In truth it was the most subdued, dead crowd ever gathered. Perhaps the most exciting event of the day was kangaroo hotpot on the canteen menu. To be clear, I have less interest in the science on show than on the subtexts of the dialogue and what is said and not said — all with an eye on the Commission on Narcotic Drugs (CND) meeting occurring next March. At that convening, countries will gather to review the last decade of UN-approved international drug policy, set forth at the first United Nations General Assembly Special Session (UNGASS) on Drugs in 1998, and issue a new UN Political Declaration. I suspect that the goings on at this prior conference may offer hints of what's to come.

Antonio Maria Costa, the Executive Director of the UNODC, was in fine fettle opening the event.

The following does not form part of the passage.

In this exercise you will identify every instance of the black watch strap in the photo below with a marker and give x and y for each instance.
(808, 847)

True to his pompous, unapologetic manner he was disrespectfully late, but his opening remarks were good. He wants the CND/UNGASS process to put increased money into demand reduction in order to put health at the center of the equation and reduce drug related crime. Consequently, Costa called for the rebalancing of drug control (by putting a greater emphasis on health), expressed concern that too little is spent on treating drug addiction, and acknowledged that law enforcement should not be used as an alternative to treatment. Costa also rejects the over-incarceration of drug users (he's been consistent about this).

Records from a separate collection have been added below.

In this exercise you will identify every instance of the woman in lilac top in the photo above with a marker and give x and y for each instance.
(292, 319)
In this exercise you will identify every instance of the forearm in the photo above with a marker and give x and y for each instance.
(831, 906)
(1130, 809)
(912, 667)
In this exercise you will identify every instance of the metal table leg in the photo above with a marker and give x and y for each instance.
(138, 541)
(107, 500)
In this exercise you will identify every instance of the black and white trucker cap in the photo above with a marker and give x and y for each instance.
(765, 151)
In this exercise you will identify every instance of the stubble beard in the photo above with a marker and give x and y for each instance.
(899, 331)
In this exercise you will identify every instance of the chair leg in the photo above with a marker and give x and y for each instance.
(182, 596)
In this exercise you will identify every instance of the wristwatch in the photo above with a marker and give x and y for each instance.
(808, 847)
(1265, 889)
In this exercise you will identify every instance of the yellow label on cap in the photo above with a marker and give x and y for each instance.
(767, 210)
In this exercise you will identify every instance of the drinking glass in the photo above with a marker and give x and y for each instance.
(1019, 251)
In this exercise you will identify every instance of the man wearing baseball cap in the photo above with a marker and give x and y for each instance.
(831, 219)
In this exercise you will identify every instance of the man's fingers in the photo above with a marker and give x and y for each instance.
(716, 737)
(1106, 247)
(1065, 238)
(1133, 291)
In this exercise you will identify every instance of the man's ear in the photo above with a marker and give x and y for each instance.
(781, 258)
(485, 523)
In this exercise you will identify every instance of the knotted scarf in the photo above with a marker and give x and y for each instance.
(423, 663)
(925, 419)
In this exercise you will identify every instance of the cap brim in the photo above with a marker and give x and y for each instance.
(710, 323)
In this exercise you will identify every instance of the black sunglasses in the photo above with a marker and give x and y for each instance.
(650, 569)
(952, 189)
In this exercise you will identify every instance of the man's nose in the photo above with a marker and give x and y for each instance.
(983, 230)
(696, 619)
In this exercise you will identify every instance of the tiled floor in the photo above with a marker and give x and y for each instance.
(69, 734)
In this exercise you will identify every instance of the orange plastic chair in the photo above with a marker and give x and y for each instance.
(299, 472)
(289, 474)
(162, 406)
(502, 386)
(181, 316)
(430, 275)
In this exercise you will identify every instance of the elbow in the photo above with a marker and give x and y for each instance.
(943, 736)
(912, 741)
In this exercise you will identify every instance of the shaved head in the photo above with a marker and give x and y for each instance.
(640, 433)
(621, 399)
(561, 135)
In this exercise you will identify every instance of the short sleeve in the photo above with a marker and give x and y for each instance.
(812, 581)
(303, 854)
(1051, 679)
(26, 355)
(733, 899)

I'd like to think that Costa's comment re: over incarceration was an unsubtle dig at the US, where 1 in 31 US citizens live under the auspices of the criminal justice system. However, I suspect he's directing his remarks at the world below the equator or at Central Asia. In so many words, he admonished member states for not protecting their drug users and respecting their human rights.

The day went downhill from then on in, as the conference morphed into a showcase for the disconnect between the science around drugs and addiction and the current reality re: which research-based policy recommendations are ever actually applied or funded or prioritized by governmental bodies. Consider the presentation of the keynote speaker, Dr. Nora Volkow, who heads the United States' National Institutes on Drug Abuse. I like Volkow. She cares about people who use drugs, and exudes compassion and even fire when she defends them. Before her presentation, we had a conversation about the federal ban on the funding of syringe exchange, and she expressed real excitement about working for Barack Obama.



Ingo Michels, representative of Germany's Ministry of Health

Certainly Dr. Volkow's presentation on the science of addiction was well done, and it affirmed much of what has been said for years by those of us who are involved in harm reduction. She ran through her Positron Emission Tomography (PET) Scan studies (they show the effect of drugs on the brain) and noted that there is hope of our someday being able to know in advance who is vulnerable to problematic drug use. In stating that abstinence is 'magical thinking' and addiction has a smorgasbord of serious medical consequences, including hiv/hcv, cancer, and mental illness, associated with it, she laid out a fine argument for embracing harm reduction without connecting the dots of course. She noted that people are people are at risk due to environmental factors.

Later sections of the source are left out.